Don’t be fooled, though: Cheaper living doesn’t mean you’re sacrificing the beauty of Colorado that called your name in the first place. Grand Junction offers convenient access to just as much of the outdoors, without the clogged traffic heading west from Denver. It also differentiates itself from the other brewery-crazed destinations in the state as the center of Colorado’s Wine Country, with more than 25 wineries and vineyards nearby. One disadvantage, however, is the limited pool of professional opportunities. While there are employers in healthcare and Colorado Mesa University is located here, this city might be best if you’re enjoying the ability to work from home.
We looked at data from the biggest cities in Colorado to get a clear picture of where you’re likely to find employment opportunities while also enjoying your time away from the office. What makes a city ideal for you will not be a perfect match for someone else, but there are common factors most everyone looks for when searching for a new place to call home. We assessed these areas:
- What it costs – We compared each city’s cost of living data from the Economic Policy Institute with per capita personal income from the U.S. Bureau of Economic Analysis to get a sense of how far a dollar can stretch.
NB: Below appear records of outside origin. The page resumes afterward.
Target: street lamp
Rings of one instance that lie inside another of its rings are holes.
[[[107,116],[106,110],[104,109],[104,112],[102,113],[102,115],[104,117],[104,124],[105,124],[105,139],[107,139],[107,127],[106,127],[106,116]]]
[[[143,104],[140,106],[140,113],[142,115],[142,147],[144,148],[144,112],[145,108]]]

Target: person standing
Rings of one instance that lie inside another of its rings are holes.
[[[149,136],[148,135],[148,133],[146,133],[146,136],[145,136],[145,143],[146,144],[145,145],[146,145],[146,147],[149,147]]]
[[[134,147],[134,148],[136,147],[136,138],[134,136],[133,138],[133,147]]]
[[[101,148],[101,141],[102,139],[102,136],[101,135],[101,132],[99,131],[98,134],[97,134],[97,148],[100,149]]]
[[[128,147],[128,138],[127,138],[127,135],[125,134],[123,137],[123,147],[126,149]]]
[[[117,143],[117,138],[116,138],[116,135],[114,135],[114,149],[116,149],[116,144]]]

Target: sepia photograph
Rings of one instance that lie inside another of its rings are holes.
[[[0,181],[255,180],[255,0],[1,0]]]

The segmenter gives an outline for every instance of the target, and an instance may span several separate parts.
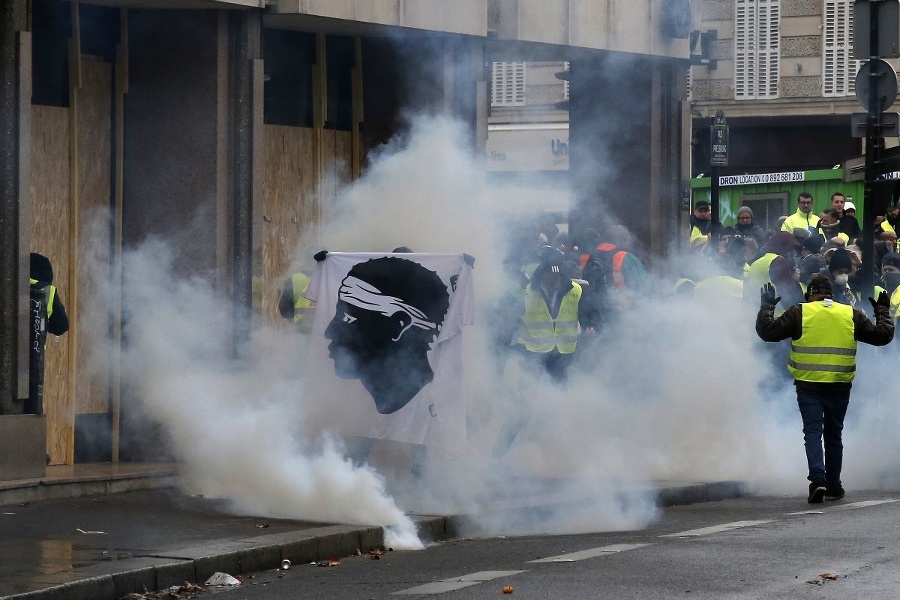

Then, we considered year-over-year home price data from real estate brokerage Redfin and realtor.com to learn where the real estate market is especially competitive.
- How it feels – We looked at overall wellbeing based on the Sharecare Community Well-Being Index; employment data from the U.S. Bureau of Labor Statistics, plus the leading companies that are headquartered or have big operations in these places; culture and outdoor opportunities based on information from each city’s convention and visitors bureau; and safety, including crime rates based on FBI data.
- Who’s moving there – Over the past decade, all of these cities have experienced positive net migration, which means that more people moved in than moved out. We also looked at estimates of how many people will likely continue moving there in the next decade to get a sense of where property values might continue rising.
Keep in mind: This list is simply a place to start for your search. These are all bigger cities with at least 60,000 residents, but you might be just as happy in a remote mountain town with a few entertainment options on Main Street and a short line to the ski lift. Consider what you value most: major league sports and big-ticket concerts in Denver, for example, or struggling to find a Wi-Fi signal somewhere closer to a mountain path. You can have it all in Colorado.